At Internshala Trainings, our online training platform that helps learners acquire new age skills, we have been grappling with the question of how to measure effectiveness of our trainings for learners.
We wanted to define a single metric that would help us answer the question ‘How many of my learners really learned how much of what I wanted to teach?‘ and will become our guiding star to continuously improve the quality of our individual trainings and platform.
In a classroom training, this can be measured via assessment scores and marks in practicals; but to do so in an online environment has many challenges. While the MOOCs have been around for more than a decade now, most commonly used metrics are completion rates and user ratings which only partially and indirectly answer the above question. We wanted to develop a metric which goes into the heart of learning, is scientifically more rigorous, and can differentiate between what is just entertaining and what is engaging & effective.

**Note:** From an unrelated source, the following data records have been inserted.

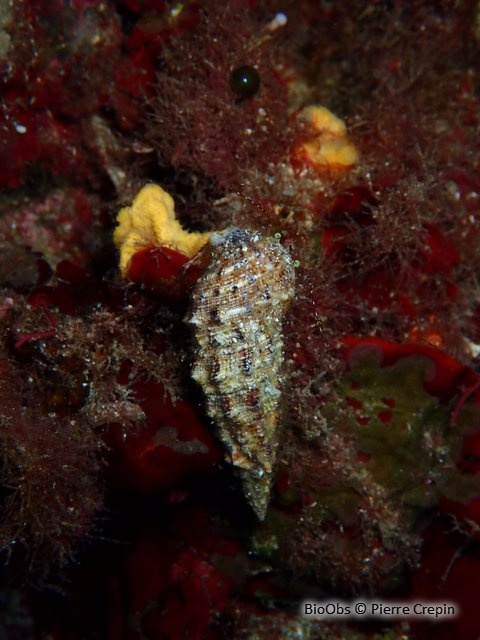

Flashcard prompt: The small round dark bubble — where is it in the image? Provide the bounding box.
[230,65,260,98]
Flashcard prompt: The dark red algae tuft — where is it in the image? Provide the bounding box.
[0,0,480,640]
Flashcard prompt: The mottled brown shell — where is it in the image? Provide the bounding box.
[188,228,295,519]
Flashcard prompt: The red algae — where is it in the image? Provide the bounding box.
[0,0,480,640]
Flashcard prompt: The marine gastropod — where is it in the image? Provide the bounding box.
[187,227,295,519]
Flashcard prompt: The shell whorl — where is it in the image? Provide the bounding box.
[188,227,295,519]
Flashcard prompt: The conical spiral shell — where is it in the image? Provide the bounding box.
[188,228,295,519]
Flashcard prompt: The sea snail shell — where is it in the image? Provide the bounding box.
[187,227,295,520]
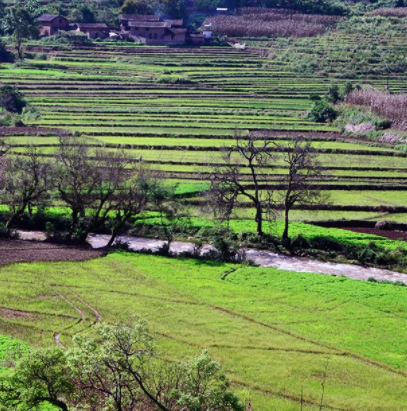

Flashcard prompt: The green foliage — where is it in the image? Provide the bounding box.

With a bit of research, a bit of tinkering with an existing framework and marrying it with another scientific concept, we came up with a framework that we call ‘Internshala Model of Online Training Evaluation‘ and a metric called ‘Learning Effectiveness Index (LEI)‘. This article details the framework and the metric at conceptual level with an objective to invite comments, reactions, and feedback from the community.
1. Starting point – We started with The Kirkpatrick Model for Training Evaluation which was developed in 1950s to evaluate the effectiveness of various instructor led industrial training programs. This model evaluates a training program on 4 levels –
Level 1 – Reaction: The degree to which participants find the training favorable, engaging and relevant to their job-related goals i.e. did they like it?
Level 2 – Learning: The degree to which participants acquire the intended knowledge, skills, attitude, confidence and commitment based on their participation in the training i.e. did they learn the subject?
Level 3 – Behavior: The degree to which participants apply what they learned during training in a job i.e. can they apply the acquired knowledge independently outside training environment?
Level 4 – Results: The degree to which targeted program outcomes occur and contribute to the organization’s highest-level result i.e. did they achieve the larger goal with which they did this training (such as finding a job, getting a raise, becoming more productive etc.)
We particularly liked this framework because it goes beyond just user ratings and makes a valid attempt to measure the learning outcome which is the true purpose of a training.
2. Developing instruments to measure each of the levels – Once we had clarity on what we wanted to measure, it was easier to think about ways in which it could be measured in our context. We came with following –
To measure Reaction – We used our existing feedback form which every learner fills after completing the training where she rates us on a 5-star scale. We made some tweaks to ask feedback on overall experience as well as individual components such as videos, exercises, support etc. to help us get more granular data on what is working and what isn’t. So, if every learner rates each of our trainings 5 stars, LEI score for this level would be 100% and if they rate us 4, it would be 80%. and so on.
To measure Learning – We are using the final test score that every learner undergoes upon completion of the training. One significant change we made was to account for the pre-knowledge via a pre-test that learner undertakes before the start of the training and we measure what % of knowledge gap the training was able to cover. So, if you scored 30 in a pre-test and 70 in final test, this means training helped you bridge 40/70 i.e. ~57% of the gap.
To measure Behavior – Each of our training comes with a project (say develop an e-commerce website in a Web Development training) that a learner is expected to work on independently and submit during the training. For each project problem statement, we are developing a rubric which would have various parameters (say Database design, modularity of the code, functionality etc.) with different weights against which each submission will be evaluated and given a final score.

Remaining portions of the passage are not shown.